For the sake of presentation clarity, we provide bodies of algorithms in Supplementary Materials and their summaries in the main text. Additional figures and tables are also provided in Supplementary Materials.

Figure 1
figure 1

We model sequence alignment as an inference problem in a latent variable model. We assume the true alignments are generated through a joint model, while random pairs are generated through independent models. In the joint model, a latent variable \(H = \{i,m,d\}^{S}\) is first sampled from a multinomial distribution. Here, “m”, “i”, and “d” represent match/mismatch, insertion and deletion. Then sequences \({\bar{X}}_{H}\) and \({\bar{Y}}_{H}\) are generated based on sequence H and probability matrices \(P_{m}\), \(P_{i}\), and \(P_{d}\). Whenever we have “m” at a position in H, the corresponding positions in \({\bar{X}}_{H}\) and \({\bar{Y}}_{H}\) are sampled jointly from \(P_{m}\). Whenever we have “d” at a position in H, the corresponding position in \({\bar{X}}_{H}\) is sampled from \(P_{d}\), while we have “−” for \({\bar{Y}}_{H}\). Whenever we have “i” at a position in H, the corresponding position in \({\bar{Y}}_{H}\) is sampled from \(P_{i}\), while we have “−” for \({\bar{X}}_{H}\). Then sequences X and Y are formed by removing “−” from \({\bar{X}}_{H}\) and \({\bar{Y}}_{H}\). For the independent model, X and Y are independently sampled from \(P_{r}^{X}\) and \(P_{r}^{Y}\).

Figure 2
figure 2

In the joint model, a latent variable \(H = \{i,m,d\}^{S}\) is first sampled, and then \({\bar{X}}_{H}\) and \({\bar{Y}}_{H}\) are generated based on H. X and Y are generated by removing “−” from \({\bar{X}}_{H}\) and \({\bar{Y}}_{H}\). Here, “m”, “i” and “d” stand for match/mismatch, insertion and deletion.

Results

We benchmarked DSB-SA against popular alignment methods in several scenarios. The scenarios include aligning simulated reads against a reference genome, aligning experimental reads against corresponding genomes, and aligning E. coli reads against reference genomes of distance homologs. In each scenario both Sensitivity and False Positives are reported. Sensitivity is measured as the proportion of aligned regions (read to genome) in the reference that are reported by the corresponding method. A sensitivity of 1 means that every region in the reference is recovered while 0 means no regions in the genome are recovered.

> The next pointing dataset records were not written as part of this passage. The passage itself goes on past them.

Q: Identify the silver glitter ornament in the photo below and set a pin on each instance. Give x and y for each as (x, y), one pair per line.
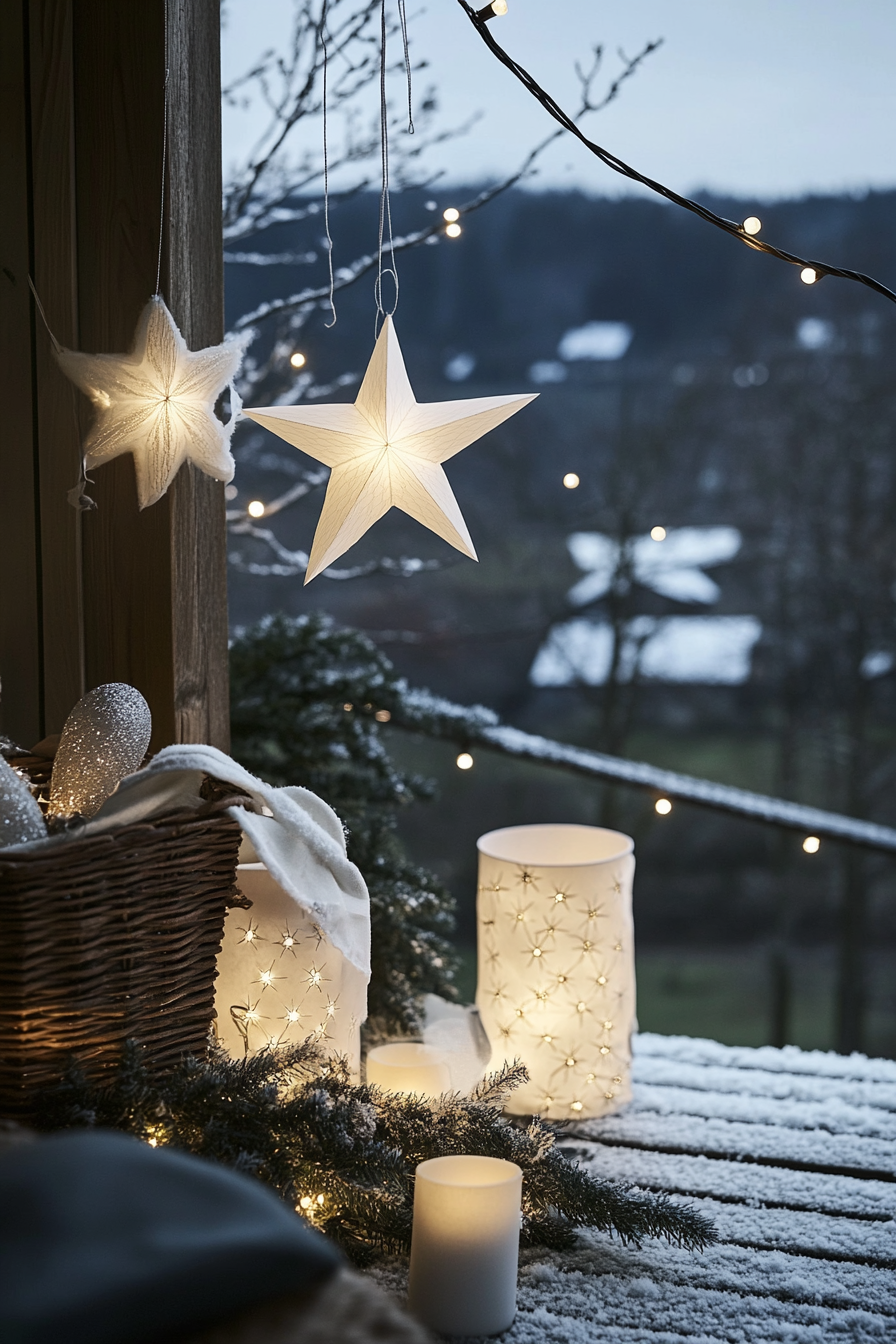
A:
(105, 738)
(20, 817)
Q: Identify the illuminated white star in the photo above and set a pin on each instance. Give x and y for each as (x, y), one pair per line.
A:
(157, 402)
(386, 450)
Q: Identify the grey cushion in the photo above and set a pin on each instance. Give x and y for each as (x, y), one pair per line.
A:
(108, 1241)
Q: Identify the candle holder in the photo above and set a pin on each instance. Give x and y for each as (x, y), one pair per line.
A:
(465, 1245)
(281, 980)
(409, 1067)
(556, 983)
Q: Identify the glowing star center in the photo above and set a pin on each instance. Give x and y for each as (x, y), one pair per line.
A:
(386, 450)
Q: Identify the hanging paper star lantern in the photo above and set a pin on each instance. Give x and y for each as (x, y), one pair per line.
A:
(159, 403)
(386, 450)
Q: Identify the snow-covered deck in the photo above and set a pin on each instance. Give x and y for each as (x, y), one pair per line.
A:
(791, 1153)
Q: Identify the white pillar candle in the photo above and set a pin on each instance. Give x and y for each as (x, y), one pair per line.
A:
(556, 964)
(465, 1245)
(409, 1067)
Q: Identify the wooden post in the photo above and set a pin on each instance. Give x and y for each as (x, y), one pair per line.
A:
(113, 594)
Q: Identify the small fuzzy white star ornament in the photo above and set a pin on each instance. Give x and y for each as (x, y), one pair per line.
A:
(159, 403)
(386, 450)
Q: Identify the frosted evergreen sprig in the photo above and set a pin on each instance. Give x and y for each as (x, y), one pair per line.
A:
(344, 1155)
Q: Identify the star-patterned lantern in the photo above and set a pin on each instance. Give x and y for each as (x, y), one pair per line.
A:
(280, 980)
(556, 964)
(159, 403)
(386, 450)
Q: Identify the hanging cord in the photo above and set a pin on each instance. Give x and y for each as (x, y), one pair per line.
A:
(164, 157)
(402, 15)
(329, 241)
(386, 206)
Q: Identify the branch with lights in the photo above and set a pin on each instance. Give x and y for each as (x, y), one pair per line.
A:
(810, 272)
(344, 1155)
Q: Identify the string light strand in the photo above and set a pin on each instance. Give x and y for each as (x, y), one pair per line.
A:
(402, 15)
(728, 226)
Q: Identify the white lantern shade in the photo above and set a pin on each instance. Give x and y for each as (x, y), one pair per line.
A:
(465, 1245)
(280, 980)
(556, 983)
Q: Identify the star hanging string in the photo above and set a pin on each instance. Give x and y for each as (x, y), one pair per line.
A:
(386, 450)
(159, 403)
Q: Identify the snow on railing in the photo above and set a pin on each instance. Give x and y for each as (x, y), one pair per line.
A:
(425, 712)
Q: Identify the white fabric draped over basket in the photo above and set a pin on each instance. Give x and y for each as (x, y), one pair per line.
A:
(298, 961)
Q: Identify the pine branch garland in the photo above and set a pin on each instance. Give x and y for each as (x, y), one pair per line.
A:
(344, 1155)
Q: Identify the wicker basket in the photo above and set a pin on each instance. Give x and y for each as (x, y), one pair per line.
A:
(109, 938)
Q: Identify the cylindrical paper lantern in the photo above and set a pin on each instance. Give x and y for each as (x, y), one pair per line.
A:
(280, 980)
(465, 1245)
(409, 1067)
(556, 964)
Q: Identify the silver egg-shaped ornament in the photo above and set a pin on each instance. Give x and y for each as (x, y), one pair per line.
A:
(105, 738)
(20, 817)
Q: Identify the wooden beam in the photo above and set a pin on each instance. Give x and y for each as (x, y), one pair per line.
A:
(20, 633)
(113, 594)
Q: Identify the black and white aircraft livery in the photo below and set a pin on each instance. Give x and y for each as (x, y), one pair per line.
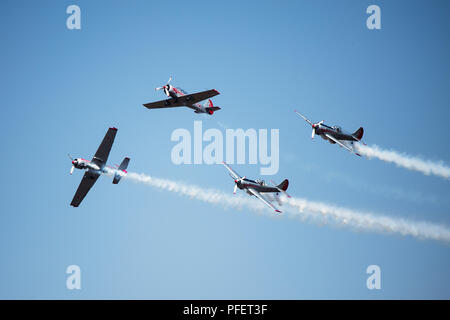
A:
(256, 187)
(96, 167)
(335, 134)
(180, 98)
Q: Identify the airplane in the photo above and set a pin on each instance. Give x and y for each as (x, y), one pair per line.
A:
(180, 98)
(256, 187)
(96, 167)
(335, 134)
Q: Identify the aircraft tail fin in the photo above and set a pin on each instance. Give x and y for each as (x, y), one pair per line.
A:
(358, 133)
(284, 185)
(209, 107)
(121, 171)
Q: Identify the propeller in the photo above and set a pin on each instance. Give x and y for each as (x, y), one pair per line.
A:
(166, 88)
(315, 125)
(236, 183)
(73, 167)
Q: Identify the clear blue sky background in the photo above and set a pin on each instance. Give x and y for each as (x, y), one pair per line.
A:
(61, 90)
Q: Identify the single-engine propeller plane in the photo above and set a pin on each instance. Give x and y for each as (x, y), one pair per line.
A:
(257, 187)
(180, 98)
(96, 167)
(335, 134)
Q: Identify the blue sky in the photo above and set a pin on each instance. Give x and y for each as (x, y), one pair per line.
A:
(62, 89)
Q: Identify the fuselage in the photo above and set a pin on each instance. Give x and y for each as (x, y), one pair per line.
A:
(175, 93)
(335, 131)
(83, 164)
(258, 185)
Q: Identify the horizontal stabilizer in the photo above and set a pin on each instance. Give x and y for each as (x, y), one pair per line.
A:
(121, 171)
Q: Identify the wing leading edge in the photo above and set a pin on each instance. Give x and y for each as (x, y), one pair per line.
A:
(86, 184)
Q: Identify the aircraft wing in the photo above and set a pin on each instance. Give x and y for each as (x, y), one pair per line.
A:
(86, 184)
(101, 156)
(260, 197)
(182, 101)
(234, 175)
(329, 136)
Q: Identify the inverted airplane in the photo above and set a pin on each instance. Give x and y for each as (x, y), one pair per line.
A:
(335, 134)
(257, 187)
(96, 167)
(180, 98)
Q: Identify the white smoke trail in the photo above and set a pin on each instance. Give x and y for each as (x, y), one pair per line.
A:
(318, 212)
(406, 161)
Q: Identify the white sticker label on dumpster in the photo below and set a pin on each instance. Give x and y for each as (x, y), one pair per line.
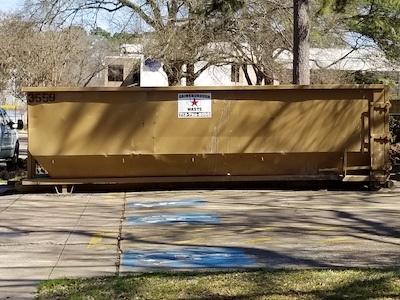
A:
(194, 105)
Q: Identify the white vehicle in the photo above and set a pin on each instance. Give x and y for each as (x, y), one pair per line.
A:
(9, 140)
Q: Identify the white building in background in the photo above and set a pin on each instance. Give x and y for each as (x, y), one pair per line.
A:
(133, 68)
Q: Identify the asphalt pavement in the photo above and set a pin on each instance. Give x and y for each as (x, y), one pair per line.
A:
(47, 236)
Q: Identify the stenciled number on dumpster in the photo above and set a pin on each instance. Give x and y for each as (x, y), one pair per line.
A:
(41, 97)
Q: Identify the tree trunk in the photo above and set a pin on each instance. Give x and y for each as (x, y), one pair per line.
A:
(301, 47)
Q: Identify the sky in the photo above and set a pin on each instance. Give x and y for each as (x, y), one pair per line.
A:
(7, 5)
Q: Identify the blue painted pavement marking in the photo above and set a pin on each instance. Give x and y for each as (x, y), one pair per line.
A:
(203, 257)
(151, 219)
(170, 203)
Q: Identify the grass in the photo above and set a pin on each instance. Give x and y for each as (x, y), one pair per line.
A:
(260, 284)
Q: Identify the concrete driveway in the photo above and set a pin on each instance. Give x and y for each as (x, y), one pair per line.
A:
(46, 236)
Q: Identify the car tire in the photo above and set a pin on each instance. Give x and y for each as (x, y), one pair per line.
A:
(13, 161)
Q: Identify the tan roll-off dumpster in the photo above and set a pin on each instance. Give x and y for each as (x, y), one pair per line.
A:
(89, 135)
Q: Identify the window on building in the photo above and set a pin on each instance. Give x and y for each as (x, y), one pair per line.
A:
(235, 73)
(115, 73)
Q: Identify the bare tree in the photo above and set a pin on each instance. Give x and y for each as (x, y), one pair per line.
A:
(301, 32)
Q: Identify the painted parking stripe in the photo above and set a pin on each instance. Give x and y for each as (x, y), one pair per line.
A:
(203, 257)
(151, 219)
(172, 203)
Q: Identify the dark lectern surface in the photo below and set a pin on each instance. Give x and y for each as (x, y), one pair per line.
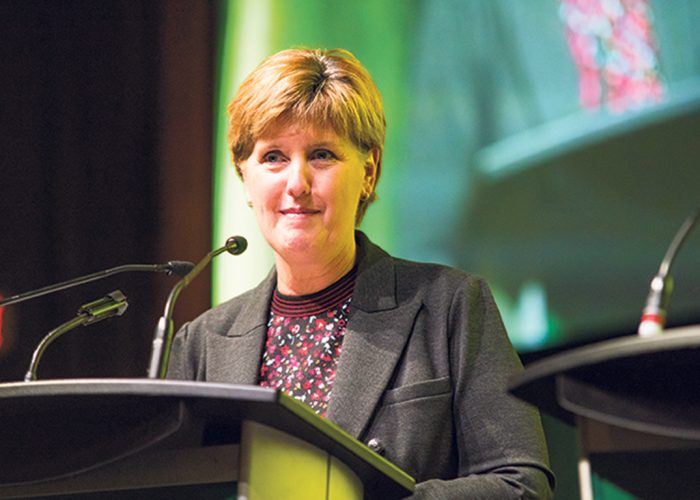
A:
(636, 403)
(53, 429)
(644, 384)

Brief overview of distribution sensitive bucketing

Distribution Sensitive Bucketing (DSB) consists of the following steps (see details in the Method Section). First, a directed graph is constructed, where each sink node represents a bucket. Then, starting from the source node, query and reference reads are mapped to one or several buckets through the decision graph (at each node in the graph, the decision graph might route a read to more than one direction). Finally, all the buckets are explored, and pairs of query and reference reads in each bucket are reported as matches. In the following, DSB-HMM refers to DSB algorithm in case of HMM model (Algorithms 1 and 2), while DSB-SA refers to DSB algorithm in case of string alignment model (Algorithms 3 and 5).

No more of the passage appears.